19 October 2014

Young eyes

OK, so I'm no Ian Wallace*. But I had thought my ID skills would remain better than my young son's for a few years yet...

So it was something of a surprise when, as I guided him around the view from Brandon's East Marsh hide with the words "...and there on the far island you can see three greylag geese...", I received the reply: "well that one's not!"


To be fair, he was using the scope and I just a pair of bins; the bird was also well hunkered down as I scanned it and had decided to pop its head up when he got to it.

But perhaps just as pertinently he was using a child's mind - fresh, open and endlessly enquiring - while I was using a considerably older brain which is perhaps slightly more likely to see things as it has seen things before, rather than as they really are. I suspect there's a lesson there for us all.

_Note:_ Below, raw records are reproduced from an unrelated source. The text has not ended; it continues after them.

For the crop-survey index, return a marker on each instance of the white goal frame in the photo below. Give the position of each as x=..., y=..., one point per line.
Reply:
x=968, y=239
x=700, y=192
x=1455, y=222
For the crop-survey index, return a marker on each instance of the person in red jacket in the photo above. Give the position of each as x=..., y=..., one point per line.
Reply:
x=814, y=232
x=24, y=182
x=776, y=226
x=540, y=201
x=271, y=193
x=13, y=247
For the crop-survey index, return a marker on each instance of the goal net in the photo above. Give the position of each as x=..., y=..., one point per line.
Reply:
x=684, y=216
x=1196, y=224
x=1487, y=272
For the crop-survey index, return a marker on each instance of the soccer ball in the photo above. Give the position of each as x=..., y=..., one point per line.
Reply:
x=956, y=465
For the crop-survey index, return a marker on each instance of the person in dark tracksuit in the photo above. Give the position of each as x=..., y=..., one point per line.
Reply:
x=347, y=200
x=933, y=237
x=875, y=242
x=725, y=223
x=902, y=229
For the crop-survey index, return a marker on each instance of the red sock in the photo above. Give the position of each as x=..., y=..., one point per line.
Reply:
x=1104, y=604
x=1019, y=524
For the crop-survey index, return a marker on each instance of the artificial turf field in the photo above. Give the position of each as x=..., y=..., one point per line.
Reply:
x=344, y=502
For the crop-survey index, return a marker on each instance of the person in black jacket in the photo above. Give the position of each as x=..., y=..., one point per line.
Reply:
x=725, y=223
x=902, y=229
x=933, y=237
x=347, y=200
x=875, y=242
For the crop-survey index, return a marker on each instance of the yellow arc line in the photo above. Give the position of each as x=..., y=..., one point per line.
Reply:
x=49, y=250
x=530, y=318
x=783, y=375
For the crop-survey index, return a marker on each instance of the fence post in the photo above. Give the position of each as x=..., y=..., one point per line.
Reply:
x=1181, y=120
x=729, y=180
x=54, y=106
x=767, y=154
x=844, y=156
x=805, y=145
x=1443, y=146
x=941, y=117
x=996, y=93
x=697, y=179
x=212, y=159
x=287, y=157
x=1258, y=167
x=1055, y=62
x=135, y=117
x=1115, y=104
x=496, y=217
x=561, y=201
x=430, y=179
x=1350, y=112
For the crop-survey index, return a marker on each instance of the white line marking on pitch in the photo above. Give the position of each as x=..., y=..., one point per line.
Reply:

What he had so rightly pointed out was that my third greylag in fact looked nothing like a greylag; hardly suprising with it in fact being an egyptian goose (library photo, left).

Now, in some eyes this would be a modest find: an egyptian goose is not a super-rare bird; while it might have established a breeding population it's hardly a 'natural' incomer to our shores; and reports show that this one has been around at Brandon for a while (see report here).

But it is undeniably exotic looking, it's hardly frequent in my part of the world, and it was my son's first bona fide 'beat Dad to it' spot. In my book that makes it a pretty special find.

There were plenty of other good finds for a family morning at Brandon: as well as some fantastic bracket fungus (see picture) we enjoyed great views of a water rail (including a rarely seen flight) at the new Ted Jury hide; another sighting of that deceptively pale juvenile buzzard at same; a green sandpiper among the teal at Teal Hide; and, among the black-headed gulls on East Marsh, two lesser black back and two common gulls with their customary winter streaky heads.

Bird of the day: Egyptian goose (Alopochen aegyptiacus), a relative of the shelduck originally kept in wildfowl collections; now there is an established UK breeding population with a population bias towards the east of the country.

*Many birders will know of D.I.M. Wallace, perhaps the grandest of grand old men of British birding; if you don't then do yourself a favour and beg, borrow, buy or steal a copy of his Beguiled by Birds - it's an extraordinary read.